I am using an autoencoder as a dimensionality reduction technique to use the learned representation as the low dimensional features that can be used for further analysis.
The code snippet:
# Note: implementation --> based on keras
encoding_dim = 32
# Define input layer
X_input = Input(shape=(X_train.shape[1],))
# Define encoder:
encoded = Dense(encoding_dim, activation='relu')(X_input)
# Define decoder:
decoded = Dense(X_train.shape[1], activation='sigmoid')(encoded)
# Create the autoencoder model
AE_model = Model(X_input, decoded)
#Compile the autoencoder model
AE_model.compile(optimizer='adam', loss='mse')
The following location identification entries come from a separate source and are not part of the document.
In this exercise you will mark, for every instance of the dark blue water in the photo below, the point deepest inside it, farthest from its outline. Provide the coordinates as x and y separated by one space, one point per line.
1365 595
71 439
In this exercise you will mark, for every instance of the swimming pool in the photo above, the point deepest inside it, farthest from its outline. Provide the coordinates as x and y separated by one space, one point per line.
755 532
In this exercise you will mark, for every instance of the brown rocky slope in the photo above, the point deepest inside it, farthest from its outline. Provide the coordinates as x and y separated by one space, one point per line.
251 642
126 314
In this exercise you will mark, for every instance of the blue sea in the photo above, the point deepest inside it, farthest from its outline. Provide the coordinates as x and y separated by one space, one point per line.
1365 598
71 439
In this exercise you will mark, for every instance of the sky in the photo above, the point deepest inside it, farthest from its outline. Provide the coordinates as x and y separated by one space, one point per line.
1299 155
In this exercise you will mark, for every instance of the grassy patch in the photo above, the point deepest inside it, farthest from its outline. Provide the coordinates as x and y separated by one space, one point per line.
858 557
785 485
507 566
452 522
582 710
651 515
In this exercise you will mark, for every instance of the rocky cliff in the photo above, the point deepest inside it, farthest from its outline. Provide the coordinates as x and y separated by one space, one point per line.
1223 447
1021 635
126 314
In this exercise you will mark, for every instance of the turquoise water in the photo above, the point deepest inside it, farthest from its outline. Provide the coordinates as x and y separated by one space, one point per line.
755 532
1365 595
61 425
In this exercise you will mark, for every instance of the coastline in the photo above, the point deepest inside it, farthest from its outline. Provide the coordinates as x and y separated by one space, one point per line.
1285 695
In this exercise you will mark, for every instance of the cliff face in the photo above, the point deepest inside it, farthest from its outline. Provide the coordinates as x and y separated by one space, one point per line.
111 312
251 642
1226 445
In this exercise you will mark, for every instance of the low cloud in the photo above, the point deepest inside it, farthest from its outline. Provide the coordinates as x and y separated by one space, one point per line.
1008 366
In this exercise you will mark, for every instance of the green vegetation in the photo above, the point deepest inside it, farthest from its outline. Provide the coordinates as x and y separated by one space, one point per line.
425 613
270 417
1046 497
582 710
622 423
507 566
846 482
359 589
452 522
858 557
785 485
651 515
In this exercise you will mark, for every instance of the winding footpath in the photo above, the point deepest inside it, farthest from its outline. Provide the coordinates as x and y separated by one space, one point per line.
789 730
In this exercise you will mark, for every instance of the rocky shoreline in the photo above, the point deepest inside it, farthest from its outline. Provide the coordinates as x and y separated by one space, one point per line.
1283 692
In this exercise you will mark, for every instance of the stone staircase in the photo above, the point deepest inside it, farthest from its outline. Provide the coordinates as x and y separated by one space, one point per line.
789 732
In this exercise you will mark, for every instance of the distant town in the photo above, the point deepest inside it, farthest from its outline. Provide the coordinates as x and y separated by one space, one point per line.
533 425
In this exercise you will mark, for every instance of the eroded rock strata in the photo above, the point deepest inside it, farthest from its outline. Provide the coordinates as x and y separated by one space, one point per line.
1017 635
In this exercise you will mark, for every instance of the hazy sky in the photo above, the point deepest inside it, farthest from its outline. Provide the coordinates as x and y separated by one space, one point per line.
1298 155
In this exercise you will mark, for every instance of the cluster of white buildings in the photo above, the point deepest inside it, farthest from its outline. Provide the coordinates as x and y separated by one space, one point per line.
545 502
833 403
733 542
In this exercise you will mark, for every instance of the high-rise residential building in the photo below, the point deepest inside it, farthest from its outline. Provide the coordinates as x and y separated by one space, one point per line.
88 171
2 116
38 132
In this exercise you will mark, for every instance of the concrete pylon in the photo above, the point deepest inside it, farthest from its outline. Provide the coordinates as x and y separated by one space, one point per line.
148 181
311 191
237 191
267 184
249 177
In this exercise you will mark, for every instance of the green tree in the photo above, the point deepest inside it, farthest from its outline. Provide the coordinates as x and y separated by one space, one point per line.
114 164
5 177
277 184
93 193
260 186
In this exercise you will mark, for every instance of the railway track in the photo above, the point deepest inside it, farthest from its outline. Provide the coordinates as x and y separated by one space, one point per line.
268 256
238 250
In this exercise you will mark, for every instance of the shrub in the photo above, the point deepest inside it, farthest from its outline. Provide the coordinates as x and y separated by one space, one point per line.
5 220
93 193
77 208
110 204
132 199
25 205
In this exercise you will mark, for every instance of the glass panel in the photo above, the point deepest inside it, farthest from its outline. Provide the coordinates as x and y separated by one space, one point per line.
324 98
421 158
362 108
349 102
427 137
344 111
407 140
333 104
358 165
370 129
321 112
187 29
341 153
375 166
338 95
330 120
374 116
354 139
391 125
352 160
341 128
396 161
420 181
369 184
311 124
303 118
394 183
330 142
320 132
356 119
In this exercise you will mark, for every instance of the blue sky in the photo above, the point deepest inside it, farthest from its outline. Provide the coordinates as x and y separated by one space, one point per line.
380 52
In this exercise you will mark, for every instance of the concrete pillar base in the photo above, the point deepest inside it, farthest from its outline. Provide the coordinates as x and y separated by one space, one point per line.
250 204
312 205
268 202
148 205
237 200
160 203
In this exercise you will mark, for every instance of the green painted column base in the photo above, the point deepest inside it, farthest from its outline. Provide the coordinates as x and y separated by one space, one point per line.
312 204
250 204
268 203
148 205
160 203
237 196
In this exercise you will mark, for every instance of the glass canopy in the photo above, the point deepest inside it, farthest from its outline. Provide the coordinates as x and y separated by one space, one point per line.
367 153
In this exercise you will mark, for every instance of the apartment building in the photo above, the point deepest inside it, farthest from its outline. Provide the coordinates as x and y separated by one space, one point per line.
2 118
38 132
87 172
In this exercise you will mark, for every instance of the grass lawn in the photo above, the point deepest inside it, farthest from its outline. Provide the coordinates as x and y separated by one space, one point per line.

#Extract learned representation
learned_feature = Model(X_input, encoded)
history = AE_model.fit(X_train, X_train, epochs=10, batch_size=32)
I was looking for a way to measure the quality of the learned representation. I found that one way is to measure the reconstruction error. I use the following code to do so:
import math
reconstr_error = AE_model.evaluate(X_train, X_train, verbose=0)
print('The reconstruction error: %.2f MSE (%.2f RMSE)' % (reconstr_error , math.sqrt(reconstr_error )))
I got 0.00 MSE (0.05 RMSE) as the result. Yet, I am not sure whether the code above is correct or not as to measure the reconstruction error ?. Also, if there is an alternative way to do so, could you please let me know.